I got the students into groups to do this, and was delighted with the results. Now, I have had conversations with some rather smug, sanctimonious types (the sort who don't really like talking to anyone who isn't either a scientist or important), who think that there is no merit in this whatsoever. Still, I persevered. And the students noticed that their scientist drawings all contained:
  • Glasses/goggles
  • Wild hair
  • Beards
  • Labcoats
  • Test tubes or other "typical" lab kit
And that's all rather expected. They are, in some ways, choosing avatars of scientists - representatives of entities recognisable as scientists. Whether that is the fault of the old Frankenstein movies, or dodgy Open University shows from the 1970s is perhaps up for debate. We were able to discuss the clothes that scientists actually wear, and that labcoats are really only appropriate for a very small number of scientific disciplines (I like showing them photos of palaeontologists wearing labcoats, overalls, hiking boots, jeans and t-shirts, and even medical scrubs for aspects of their work).

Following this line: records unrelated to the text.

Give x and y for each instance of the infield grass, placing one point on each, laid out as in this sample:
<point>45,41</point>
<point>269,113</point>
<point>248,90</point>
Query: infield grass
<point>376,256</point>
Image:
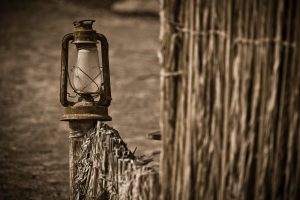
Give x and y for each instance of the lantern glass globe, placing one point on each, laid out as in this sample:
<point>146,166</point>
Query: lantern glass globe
<point>87,74</point>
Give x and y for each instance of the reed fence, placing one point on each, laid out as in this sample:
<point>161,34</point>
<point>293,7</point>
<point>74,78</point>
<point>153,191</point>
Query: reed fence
<point>230,101</point>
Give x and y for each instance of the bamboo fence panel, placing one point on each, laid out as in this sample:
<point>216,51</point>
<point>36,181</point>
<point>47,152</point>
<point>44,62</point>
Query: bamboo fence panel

What they didn't pick up on was that all the scientists they had drawn were male. And the girls in the group were in full indignant feminist rant mode, when I also pointed out to them that, for such a diverse group of students, they'd all rather stuck with white scientists. They were horrified. One student asked for his group's poster back so he could shade the skin. I was pleased with the reaction - I simply noted for them that it seemed a shame that, for all that they were achieving in the college, they still had an idea of scientists as not necessarily being people like them.

I think they'll have mulled over this tonight. And while students still have this reaction, then I still see merit in the exercise, whatever certain scientists think.